Issues
Meet Marguerite Wolffsohn - Town Planning Director

High on the list of those responsible for maintaining and preserving the integrity of East Hampton’s environment is Marguerite Wolffsohn, our town’s Planning Director. For 21 years, Marguerite has experienced all aspects of the department’s often complicated and sometimes controversial work.
Originally hired in 1987 as a planner to review Natural Resources Special Permits and Zoning Board variances, she moved on to conduct lot inspections and review applications submitted to the Planning Board. In the early ’90s came a promotion to Assistant Planning Director, and in 2001, when she succeeded Lisa Liquori as director, Marguerite took full charge of the Planning Department’s busy workload and its more than a dozen employees. Not only does she lead Planning, she oversees the staffs of the Zoning Board of Appeals (ZBA) and the Architectural Review Board (ARB).
Marguerite has the education, experience and leadership qualities required to guide and manage one of East Hampton’s most demanding and publicly scrutinized governmental arms. Her Bachelor’s degree in forest biology was supplemented by a Master’s in biology/ecology, solid staples for the work with which she has been charged for more than two decades. She is an AICP (American Institute of Certified Planners) member.

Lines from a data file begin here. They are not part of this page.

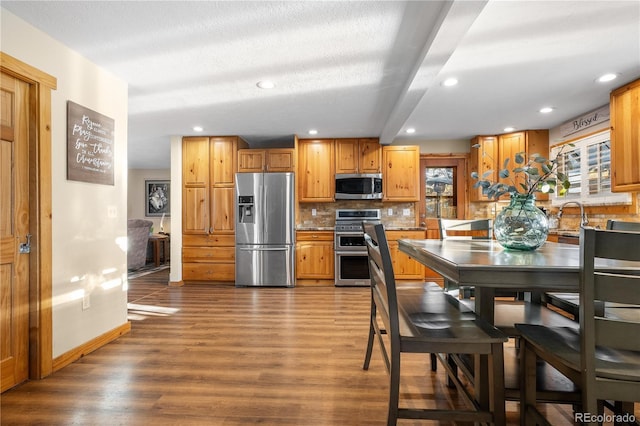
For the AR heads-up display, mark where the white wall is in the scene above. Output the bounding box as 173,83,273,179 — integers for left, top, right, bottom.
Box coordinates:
0,9,128,358
127,169,170,233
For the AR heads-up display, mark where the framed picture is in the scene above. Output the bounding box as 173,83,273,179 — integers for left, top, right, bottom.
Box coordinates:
144,180,171,216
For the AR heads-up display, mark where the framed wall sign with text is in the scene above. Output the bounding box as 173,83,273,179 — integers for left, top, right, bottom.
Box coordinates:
67,101,115,185
144,180,171,216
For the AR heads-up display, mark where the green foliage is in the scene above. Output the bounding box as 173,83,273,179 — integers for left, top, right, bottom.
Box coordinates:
471,144,574,199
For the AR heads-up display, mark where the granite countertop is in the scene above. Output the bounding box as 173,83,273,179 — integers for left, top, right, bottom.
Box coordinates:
296,225,333,231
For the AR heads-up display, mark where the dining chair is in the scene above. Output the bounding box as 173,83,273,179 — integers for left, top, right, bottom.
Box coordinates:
363,222,507,425
544,219,640,321
516,228,640,424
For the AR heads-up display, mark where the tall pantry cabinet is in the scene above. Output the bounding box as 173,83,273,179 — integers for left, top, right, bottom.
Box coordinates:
182,136,247,282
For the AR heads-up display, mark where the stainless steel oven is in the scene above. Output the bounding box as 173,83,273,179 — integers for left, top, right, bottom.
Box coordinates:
334,209,380,286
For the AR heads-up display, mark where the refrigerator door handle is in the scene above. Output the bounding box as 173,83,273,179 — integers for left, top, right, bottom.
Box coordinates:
239,247,288,251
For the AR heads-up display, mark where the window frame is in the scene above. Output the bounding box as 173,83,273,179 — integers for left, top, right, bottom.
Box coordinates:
550,129,632,206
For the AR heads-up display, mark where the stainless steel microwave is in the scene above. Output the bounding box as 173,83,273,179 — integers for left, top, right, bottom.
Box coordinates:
336,173,382,200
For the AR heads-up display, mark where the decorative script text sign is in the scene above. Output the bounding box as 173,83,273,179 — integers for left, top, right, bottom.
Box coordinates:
560,105,609,137
67,101,114,185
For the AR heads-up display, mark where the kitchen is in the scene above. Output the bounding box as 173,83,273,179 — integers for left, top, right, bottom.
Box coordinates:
2,2,637,422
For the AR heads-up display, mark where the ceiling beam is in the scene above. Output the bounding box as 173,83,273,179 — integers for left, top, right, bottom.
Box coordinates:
380,0,488,145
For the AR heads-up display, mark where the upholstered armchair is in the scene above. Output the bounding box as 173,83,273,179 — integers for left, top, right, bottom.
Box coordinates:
127,219,153,271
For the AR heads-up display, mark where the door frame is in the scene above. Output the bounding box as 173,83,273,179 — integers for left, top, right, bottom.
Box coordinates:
0,52,58,379
418,154,469,228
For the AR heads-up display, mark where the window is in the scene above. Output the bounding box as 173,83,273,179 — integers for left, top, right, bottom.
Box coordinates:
551,130,631,205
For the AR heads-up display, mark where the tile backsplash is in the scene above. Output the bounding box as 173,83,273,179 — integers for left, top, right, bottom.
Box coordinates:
298,200,417,228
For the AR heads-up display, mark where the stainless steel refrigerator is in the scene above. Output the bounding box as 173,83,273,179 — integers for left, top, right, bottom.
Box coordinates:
235,173,295,287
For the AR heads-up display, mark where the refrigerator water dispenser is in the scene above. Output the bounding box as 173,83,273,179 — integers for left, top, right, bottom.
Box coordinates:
238,195,255,223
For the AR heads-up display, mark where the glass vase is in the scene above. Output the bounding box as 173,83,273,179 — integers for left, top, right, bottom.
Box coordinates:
493,194,549,250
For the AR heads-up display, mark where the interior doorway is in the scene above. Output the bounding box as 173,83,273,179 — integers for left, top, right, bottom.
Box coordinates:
0,52,57,390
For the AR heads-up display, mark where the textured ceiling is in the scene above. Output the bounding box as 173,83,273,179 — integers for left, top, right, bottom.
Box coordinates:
1,0,640,168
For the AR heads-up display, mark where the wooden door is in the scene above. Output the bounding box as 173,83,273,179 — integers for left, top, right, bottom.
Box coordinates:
336,139,360,173
0,73,30,391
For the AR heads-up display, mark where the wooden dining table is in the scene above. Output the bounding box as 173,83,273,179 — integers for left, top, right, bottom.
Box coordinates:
398,239,637,410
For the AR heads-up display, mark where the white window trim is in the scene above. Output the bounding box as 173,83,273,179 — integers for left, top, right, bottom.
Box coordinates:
551,130,631,206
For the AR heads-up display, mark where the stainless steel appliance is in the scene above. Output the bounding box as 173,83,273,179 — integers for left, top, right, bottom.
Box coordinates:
235,173,295,287
334,209,380,286
335,173,382,200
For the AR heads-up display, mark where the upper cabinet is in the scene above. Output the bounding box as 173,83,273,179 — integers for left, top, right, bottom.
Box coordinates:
468,136,498,201
610,79,640,192
382,145,420,202
335,138,381,173
238,148,295,173
296,139,335,202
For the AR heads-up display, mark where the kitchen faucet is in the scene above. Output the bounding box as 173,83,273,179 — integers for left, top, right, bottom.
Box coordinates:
557,201,589,228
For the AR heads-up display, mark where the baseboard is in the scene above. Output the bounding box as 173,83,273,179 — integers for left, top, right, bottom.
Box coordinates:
53,321,131,372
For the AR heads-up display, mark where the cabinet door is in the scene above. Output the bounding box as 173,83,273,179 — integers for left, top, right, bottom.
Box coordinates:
382,146,420,201
265,148,296,172
211,187,235,232
360,138,382,173
211,137,236,185
468,136,498,201
296,241,335,280
298,139,335,202
182,137,209,234
238,149,265,173
389,241,424,280
611,80,640,192
336,139,360,173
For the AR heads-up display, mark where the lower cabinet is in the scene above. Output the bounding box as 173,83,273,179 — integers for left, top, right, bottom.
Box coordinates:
387,231,425,280
296,231,334,280
182,234,236,282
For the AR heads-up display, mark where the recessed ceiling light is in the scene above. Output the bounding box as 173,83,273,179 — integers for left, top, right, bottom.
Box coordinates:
442,77,458,87
596,73,618,83
256,80,276,89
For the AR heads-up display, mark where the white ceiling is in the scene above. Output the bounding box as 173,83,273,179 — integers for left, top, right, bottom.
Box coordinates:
1,0,640,168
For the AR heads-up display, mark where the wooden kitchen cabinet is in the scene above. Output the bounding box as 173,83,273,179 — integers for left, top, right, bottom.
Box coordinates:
182,136,247,282
297,139,335,202
467,136,498,202
382,146,420,201
610,79,640,192
238,148,295,173
497,130,549,200
296,231,335,280
335,138,382,173
387,230,425,280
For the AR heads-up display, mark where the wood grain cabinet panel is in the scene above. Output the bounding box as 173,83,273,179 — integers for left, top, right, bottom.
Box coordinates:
182,136,247,282
610,79,640,192
382,146,420,201
296,231,335,280
387,231,425,280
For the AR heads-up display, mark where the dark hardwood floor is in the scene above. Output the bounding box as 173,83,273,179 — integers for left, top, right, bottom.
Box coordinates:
0,270,636,425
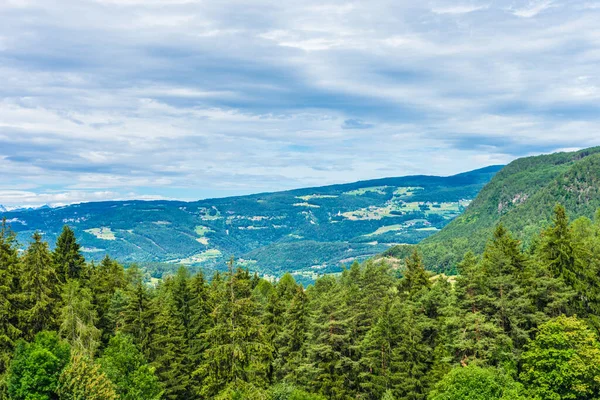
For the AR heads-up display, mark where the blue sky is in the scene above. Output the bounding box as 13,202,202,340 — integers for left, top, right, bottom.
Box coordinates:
0,0,600,207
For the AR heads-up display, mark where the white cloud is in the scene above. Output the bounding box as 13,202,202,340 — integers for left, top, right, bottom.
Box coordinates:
513,0,557,18
431,4,488,14
0,0,600,204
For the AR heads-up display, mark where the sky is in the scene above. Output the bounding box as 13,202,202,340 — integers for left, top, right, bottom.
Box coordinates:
0,0,600,208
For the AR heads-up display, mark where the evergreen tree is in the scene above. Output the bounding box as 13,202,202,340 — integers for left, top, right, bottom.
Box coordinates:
303,277,358,399
21,232,58,338
90,256,127,343
98,332,162,400
400,248,431,296
7,332,70,400
121,279,157,358
362,299,431,399
149,282,191,400
52,225,85,283
0,219,21,375
196,259,272,398
59,281,100,358
521,316,600,400
275,286,309,382
57,354,119,400
189,272,215,376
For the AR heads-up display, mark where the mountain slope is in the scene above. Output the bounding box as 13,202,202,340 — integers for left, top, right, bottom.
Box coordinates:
420,147,600,271
0,166,501,277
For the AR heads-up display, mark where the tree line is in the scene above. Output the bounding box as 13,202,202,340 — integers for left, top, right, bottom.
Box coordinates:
0,206,600,400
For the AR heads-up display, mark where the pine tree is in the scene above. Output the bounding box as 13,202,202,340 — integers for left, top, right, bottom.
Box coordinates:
362,298,431,399
0,219,21,375
7,332,70,400
121,280,157,358
400,248,431,296
302,277,355,399
537,205,600,316
52,225,85,283
150,279,191,400
521,315,600,400
57,354,119,400
90,256,127,343
539,205,579,287
21,232,58,338
59,281,100,358
196,259,272,398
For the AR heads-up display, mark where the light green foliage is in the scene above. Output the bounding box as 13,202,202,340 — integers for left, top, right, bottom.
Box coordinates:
521,316,600,400
268,384,326,400
98,333,163,400
52,225,85,282
428,365,525,400
20,232,59,338
0,220,21,375
8,332,70,400
421,147,600,271
57,354,119,400
6,167,499,280
195,259,272,398
59,281,100,357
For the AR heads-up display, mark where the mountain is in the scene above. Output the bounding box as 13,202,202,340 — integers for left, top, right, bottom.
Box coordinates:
414,147,600,271
1,166,501,279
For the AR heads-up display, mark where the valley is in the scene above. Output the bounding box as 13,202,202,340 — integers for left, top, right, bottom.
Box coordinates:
2,166,501,283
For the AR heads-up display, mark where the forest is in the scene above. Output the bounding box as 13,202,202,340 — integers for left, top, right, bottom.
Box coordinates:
0,205,600,400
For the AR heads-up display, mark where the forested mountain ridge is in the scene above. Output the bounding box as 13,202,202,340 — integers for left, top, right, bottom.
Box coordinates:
0,206,600,400
410,147,600,273
0,166,500,281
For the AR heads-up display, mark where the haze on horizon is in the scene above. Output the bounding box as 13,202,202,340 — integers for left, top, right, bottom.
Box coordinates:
0,0,600,207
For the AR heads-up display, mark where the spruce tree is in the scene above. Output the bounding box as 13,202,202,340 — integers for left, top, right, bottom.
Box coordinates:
21,232,59,338
400,248,431,296
57,354,119,400
121,280,157,358
90,256,127,343
275,286,309,382
59,281,100,358
150,279,192,400
52,225,85,283
196,259,272,398
0,219,21,375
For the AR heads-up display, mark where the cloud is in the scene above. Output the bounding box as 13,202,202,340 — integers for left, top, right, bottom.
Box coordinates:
513,0,557,18
0,0,600,206
342,118,374,129
431,4,489,14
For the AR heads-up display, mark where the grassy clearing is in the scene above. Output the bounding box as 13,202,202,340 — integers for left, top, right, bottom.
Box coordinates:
85,227,117,240
177,249,222,265
194,225,214,236
296,194,338,201
292,202,321,208
344,186,389,196
394,186,423,196
365,225,404,236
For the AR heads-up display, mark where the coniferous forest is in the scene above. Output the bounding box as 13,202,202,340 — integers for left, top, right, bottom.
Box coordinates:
0,206,600,400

Marguerite has authored and coauthored six Planning Department publications, among them “American Birds,” the “Open Space Component” of the Town Comprehensive Plan, and the “Flora and Fauna Component” of the Local Waterfront Revitalization Plan.
She serves on the town’s Community Preservation Fund (CPF) Management and Stewardship Committee, the Community Housing Opportunity Fund Advisory Board, and the Northwest Comprehensive Coordinating Committee.
Asked what she considers to be one of East Hampton’s truly valuable planning tools, the Planning Director cites the CPF, noting that through it many important tracts of open-space acres have been saved from development. As a memorable example of recent CPF acquisition, Marguerite looks to the town’s purchase of 89 acres from the Ross School property, which she describes as “vital for open space and for the protection of our ground water and the Pine Barrens.”